Primo, Mousavizadeh dice: “Siamo sicuri di capire abbastanza bene le dinamiche di una società immensa e mutevole come la Cina per decidere che la sua missione inevitabile è la diffusione globale dell’autoritarismo? Soprattutto quando questo richiederà un impegno conflittuale generazionale da parte degli Stati Uniti, generando a sua volta una Cina ancora più nazionalista?

In secondo luogo, dice Mousavizadeh, che è stato a lungo consigliere senior del segretario generale delle Nazioni Unite Kofi Annan: se crediamo che la nostra rete di alleanze sia “una risorsa unicamente americana, abbiamo ascoltato tanto quanto abbiamo parlato con i nostri alleati asiatici ed europei sulla realtà delle loro relazioni economiche e politiche con la Cina – assicurandoci che i loro interessi e valori siano incorporati in un approccio comune alla Cina? Perché senza questo, qualsiasi coalizione si sgretolerà”.

Non c’è dubbio che il modo migliore per l’America di controbilanciare la Cina è fare l’unica cosa che la Cina odia di più – affrontarla con un’ampia coalizione transnazionale, basata su valori universali condivisi riguardanti lo stato di diritto, il libero scambio, i diritti umani e gli standard contabili di base.

Quando rendiamo il confronto con la Cina il presidente degli Stati Uniti contro il presidente della Cina, Xi può facilmente far leva su tutti i nazionalisti cinesi dalla sua parte. Quando lo facciamo diventare il mondo contro la Cina su quelle che sono le migliori e più giuste norme internazionali, isoliamo gli integralisti di Pechino e facciamo leva su più riformisti cinesi dalla nostra parte.

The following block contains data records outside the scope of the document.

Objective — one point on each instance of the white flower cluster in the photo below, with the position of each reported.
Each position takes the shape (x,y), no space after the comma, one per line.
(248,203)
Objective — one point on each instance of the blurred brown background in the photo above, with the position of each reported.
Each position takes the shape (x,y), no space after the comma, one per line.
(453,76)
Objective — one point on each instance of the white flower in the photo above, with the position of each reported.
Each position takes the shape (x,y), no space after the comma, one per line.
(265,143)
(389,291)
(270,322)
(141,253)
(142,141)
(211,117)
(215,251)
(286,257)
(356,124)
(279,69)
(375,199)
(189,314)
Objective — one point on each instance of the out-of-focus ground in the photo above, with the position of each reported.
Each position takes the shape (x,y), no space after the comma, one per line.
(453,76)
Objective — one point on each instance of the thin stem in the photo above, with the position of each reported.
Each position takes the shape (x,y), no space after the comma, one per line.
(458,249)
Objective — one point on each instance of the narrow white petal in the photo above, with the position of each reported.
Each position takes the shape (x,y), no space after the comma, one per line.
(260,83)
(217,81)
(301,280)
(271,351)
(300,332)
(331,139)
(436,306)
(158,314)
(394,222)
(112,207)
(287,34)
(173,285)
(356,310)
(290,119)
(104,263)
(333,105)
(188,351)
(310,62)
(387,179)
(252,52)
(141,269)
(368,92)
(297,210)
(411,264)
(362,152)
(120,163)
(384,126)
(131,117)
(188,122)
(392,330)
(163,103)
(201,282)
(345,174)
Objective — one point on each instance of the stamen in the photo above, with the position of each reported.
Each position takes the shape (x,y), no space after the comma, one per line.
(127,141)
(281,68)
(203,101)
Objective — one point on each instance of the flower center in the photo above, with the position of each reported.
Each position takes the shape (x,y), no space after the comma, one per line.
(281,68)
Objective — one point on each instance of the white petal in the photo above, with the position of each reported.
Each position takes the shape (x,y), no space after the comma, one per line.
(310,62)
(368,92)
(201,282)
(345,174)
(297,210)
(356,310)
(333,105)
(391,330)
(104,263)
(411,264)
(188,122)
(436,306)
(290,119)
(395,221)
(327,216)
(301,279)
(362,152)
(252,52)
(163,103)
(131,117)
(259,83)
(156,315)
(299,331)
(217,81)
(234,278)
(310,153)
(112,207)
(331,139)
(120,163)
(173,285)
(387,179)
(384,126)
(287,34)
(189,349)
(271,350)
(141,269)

Ma la Cina non risponderà solo ai discorsi altisonanti sulle norme internazionali, anche se di fronte a una coalizione globale. Questi discorsi devono essere sostenuti da un peso economico e militare. Molte imprese statunitensi stanno spingendo ora per ottenere l’abrogazione della fase 1 delle tariffe Trump sulla Cina – senza chiedere alla Cina di abrogare i sussidi che hanno portato a queste tariffe in primo luogo. Pessima idea. Quando trattate con la Cina, parlate dolcemente ma portate sempre con voi una grande tariffa (e una portaerei).

La terza domanda, sostiene Mousavizadeh, è se crediamo che la nostra priorità dopo una guerra ventennale al terrorismo debba ora essere “la riparazione a casa – affrontando gli enormi deficit nelle infrastrutture, nell’istruzione, nei redditi e nell’equità razziale” – è più utile o più pericoloso sottolineare la minaccia cinese? Potrebbe accendere un fuoco sotto gli americani per diventare seri sul rinnovamento nazionale. Ma potrebbe anche accendere un fuoco per l’intero rapporto USA-Cina, influenzando tutto, dalle catene di approvvigionamento agli scambi di studenti agli acquisti cinesi di titoli di stato americani.

In ogni caso, questa sarebbe la mia lista di controllo iniziale prima di passare dalla guerra al terrorismo alla guerra alla Cina. Pensiamoci bene.

I nostri nipoti ci ringrazieranno nel 2041.